Hate laws are superfluous. If a person is mugged because he is white, does he suffer a greater loss? Or if someone is assaulted because he is a homosexual, are his injuries more severe because of his sexual proclivities? However, these statutes are an easy sell to legislators for reasons other than protecting minorities. Can you image a congressman being against anti-hate laws? Why, that's being soft on hate, indifferent to the victimization of favored groups, and all important, it's sure to cost him a voting bloc.
California was the first state to enact a hate-crime statute in 1987. The original law carried penalties for crimes against race, color, religion, ancestry, national origin, and sexual orientation. Predictably, over the years this has broadened to include sex, disability, and something called mistaken attacks. If a heterosexual is attacked in the mistaken belief he is a homosexual, it is still a hate crime.

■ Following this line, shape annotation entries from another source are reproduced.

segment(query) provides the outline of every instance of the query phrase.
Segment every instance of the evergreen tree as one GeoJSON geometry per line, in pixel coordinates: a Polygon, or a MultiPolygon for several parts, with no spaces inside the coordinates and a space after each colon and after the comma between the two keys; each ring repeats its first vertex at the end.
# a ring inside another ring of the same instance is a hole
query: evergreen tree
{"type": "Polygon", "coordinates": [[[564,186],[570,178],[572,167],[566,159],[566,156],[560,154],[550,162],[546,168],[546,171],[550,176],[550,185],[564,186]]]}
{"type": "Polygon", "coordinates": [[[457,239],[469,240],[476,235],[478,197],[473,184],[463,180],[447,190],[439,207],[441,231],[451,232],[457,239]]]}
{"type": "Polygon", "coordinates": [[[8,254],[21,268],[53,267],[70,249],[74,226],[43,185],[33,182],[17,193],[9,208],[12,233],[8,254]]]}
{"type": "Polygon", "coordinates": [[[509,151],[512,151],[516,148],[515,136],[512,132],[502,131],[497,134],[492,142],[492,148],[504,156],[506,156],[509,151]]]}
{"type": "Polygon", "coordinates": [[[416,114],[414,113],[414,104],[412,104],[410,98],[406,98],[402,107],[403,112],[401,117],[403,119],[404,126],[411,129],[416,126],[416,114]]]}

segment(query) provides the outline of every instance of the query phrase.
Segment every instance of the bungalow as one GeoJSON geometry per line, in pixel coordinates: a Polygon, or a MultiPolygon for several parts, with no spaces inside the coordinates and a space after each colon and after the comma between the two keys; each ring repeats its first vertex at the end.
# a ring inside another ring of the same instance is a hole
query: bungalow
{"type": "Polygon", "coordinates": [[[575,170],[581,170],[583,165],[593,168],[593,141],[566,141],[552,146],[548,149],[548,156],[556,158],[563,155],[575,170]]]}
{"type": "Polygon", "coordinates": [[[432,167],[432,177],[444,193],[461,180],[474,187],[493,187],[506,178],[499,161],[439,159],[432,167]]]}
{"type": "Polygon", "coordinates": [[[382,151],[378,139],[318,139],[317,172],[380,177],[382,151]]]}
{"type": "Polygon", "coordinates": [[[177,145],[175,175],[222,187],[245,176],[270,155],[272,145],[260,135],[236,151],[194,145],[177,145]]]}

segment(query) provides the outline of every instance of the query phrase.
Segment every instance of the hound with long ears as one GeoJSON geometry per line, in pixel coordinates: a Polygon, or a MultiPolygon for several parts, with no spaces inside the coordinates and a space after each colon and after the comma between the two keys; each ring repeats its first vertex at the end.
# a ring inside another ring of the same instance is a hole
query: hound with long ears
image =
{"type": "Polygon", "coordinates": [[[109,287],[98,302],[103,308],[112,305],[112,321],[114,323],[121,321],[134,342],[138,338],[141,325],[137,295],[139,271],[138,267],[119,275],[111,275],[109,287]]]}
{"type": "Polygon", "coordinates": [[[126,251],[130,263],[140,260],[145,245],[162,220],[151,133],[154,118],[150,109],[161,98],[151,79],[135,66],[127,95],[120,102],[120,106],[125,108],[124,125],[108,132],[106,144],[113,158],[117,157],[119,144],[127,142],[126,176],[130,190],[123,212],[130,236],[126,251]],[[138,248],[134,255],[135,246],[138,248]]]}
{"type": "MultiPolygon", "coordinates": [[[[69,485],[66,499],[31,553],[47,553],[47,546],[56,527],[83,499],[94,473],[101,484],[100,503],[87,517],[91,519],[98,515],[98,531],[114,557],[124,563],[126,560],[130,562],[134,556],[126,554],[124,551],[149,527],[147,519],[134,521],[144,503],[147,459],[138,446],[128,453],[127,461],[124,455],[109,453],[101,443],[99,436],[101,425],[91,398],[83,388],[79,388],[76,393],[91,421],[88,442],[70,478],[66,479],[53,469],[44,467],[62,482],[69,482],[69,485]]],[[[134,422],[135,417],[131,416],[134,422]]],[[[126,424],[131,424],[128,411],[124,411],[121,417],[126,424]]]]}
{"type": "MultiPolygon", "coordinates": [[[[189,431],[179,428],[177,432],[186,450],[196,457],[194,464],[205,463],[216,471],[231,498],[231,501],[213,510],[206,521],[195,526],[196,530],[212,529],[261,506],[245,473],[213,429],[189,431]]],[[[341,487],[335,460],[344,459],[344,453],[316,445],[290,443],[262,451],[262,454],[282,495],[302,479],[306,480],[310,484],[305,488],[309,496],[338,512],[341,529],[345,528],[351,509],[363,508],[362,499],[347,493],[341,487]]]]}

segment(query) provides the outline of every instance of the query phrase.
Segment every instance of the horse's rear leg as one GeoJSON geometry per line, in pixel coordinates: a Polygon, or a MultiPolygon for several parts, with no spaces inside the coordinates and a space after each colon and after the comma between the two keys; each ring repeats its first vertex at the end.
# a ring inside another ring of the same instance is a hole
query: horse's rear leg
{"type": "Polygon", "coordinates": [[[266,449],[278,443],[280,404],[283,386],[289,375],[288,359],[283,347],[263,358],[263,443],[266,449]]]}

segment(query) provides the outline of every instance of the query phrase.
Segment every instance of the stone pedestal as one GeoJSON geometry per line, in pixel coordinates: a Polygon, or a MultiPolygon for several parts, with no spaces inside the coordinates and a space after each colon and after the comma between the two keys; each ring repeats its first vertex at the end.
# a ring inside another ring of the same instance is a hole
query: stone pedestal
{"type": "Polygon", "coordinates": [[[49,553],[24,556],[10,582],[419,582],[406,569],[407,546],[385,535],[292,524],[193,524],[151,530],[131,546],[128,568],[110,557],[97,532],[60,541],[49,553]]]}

Paradoxically, hate laws accomplish the opposite of what they intend. They tend to polarize, balkanize people into separate groups jockeying for political advantage. Further, they are discriminatory; favoring one group always comes at the expense of another group. Nevertheless, hate laws are extant in 49 states, Pennsylvania being one, and the number of victim groups and offenses under this umbrella are sure to proliferate as they did in California.
Iran has its mullahs overseeing correct Islamic thought, and we have our anti-hate police ever-alert for infractions. Land of the free? Indeed, but mind what you think, guard what you say, and watch what you do.